L’interno, pur nelle sue dimensioni contenute, custodisce opere di straordinario valore:

  • Il Soffitto Ligneo: Uno degli elementi più spettacolari è il sontuoso soffitto a cassettoni in legno intagliato e dorato, realizzato nel 1609 dall’artista pistoiese Giovanni Zeti.

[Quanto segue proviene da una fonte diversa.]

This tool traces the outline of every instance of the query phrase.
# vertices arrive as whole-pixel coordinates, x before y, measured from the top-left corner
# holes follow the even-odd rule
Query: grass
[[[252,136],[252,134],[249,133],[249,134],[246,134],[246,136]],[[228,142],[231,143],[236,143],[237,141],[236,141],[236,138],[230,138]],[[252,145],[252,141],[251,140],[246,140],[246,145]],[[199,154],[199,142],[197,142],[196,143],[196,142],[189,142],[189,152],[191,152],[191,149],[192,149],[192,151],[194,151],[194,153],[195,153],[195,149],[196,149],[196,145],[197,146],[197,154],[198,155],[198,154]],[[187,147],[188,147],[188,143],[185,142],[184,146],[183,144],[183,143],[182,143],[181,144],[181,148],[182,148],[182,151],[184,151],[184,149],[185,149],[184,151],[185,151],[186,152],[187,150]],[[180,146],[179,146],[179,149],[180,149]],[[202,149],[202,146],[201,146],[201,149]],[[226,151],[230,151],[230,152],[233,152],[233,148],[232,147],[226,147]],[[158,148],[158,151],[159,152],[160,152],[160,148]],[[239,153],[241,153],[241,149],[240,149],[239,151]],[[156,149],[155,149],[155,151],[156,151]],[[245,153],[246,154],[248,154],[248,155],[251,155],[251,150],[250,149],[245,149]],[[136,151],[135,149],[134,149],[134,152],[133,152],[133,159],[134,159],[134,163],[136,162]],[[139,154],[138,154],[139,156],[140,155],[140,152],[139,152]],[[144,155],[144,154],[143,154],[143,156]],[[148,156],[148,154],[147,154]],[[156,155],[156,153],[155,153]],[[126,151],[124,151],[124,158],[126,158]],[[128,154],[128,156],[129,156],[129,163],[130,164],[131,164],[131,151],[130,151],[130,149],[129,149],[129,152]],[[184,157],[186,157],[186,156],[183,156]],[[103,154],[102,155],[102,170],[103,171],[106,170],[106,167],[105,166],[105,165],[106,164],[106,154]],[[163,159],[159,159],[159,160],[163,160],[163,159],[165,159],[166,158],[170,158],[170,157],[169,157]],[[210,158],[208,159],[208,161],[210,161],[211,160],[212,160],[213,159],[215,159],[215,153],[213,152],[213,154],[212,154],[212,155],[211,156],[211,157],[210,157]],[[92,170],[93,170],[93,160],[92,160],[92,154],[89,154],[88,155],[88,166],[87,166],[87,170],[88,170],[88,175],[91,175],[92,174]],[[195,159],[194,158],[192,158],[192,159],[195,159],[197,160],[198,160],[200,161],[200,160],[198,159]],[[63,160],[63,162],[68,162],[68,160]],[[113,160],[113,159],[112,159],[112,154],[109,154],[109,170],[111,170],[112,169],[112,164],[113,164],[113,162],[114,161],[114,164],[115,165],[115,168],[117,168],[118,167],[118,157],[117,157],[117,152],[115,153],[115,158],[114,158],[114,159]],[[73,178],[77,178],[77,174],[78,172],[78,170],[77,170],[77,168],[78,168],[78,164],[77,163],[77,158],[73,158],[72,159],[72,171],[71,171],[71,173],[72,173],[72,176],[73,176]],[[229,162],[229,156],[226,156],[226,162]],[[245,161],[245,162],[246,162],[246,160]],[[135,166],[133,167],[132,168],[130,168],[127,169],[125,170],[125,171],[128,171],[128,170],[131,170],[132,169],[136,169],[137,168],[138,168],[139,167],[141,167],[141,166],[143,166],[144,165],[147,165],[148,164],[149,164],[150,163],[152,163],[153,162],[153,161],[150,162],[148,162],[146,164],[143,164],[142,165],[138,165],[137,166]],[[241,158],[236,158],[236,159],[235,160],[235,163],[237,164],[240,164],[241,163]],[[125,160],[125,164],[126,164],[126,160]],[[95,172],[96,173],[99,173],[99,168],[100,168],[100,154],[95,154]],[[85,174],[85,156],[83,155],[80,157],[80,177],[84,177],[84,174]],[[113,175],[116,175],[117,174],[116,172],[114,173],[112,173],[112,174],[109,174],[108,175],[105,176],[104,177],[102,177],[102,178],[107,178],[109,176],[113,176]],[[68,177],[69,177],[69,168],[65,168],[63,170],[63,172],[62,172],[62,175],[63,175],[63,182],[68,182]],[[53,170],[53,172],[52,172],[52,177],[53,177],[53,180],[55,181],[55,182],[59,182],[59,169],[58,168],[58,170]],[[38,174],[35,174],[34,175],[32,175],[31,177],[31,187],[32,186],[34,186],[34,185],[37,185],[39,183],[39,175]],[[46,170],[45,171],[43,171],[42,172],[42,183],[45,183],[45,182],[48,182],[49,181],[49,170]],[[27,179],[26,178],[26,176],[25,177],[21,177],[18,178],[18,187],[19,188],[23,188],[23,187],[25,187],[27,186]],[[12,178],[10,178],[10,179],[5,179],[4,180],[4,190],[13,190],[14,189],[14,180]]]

  • Due dipinti di Alessandro Tiarini: uno a Pescia e uno al Louvre. A Pescia, nell’Oratorio dei Santi Pietro e Paolo o Chiesa di Pie’ di Piazza, sopra l’altar maggiore, è conservato l’affresco Madonna col Bambino, del sec. XV. L’opera fino al 1605 si trovava in un’edicola sul Ponte del Duomo. Una volta traslata nella chiesa è stata incorniciata dal dipinto Padre Eterno tra Angeli del bolognese Alessandro Tiarini (1577-1668) che negli anni dal 1602 al 1605 ha lavorato a “Pescia di Lucchesia”. Nella tela del Tiarini è presente la veduta della città con i campanili, il ponte del Duomo e il suddetto tabernacolo .In Emilia Romagna e in Toscana si trovano molte tele del Tiarini, ma l’opera più importante è conservata al Museo del Louvre: il Pentimento di San Giuseppe, realizzato nel 1617-1619 . Fu confiscato nel 1796 dai Francesi alla Chiesa dei Mendicanti a Bologna.

Oggi l’oratorio rimane un luogo di silenzio e preghiera, un punto di sosta essenziale per chiunque voglia cogliere l’anima storica di Pescia, dove la lezione di Brunelleschi si fonde armoniosamente con la devozione locale.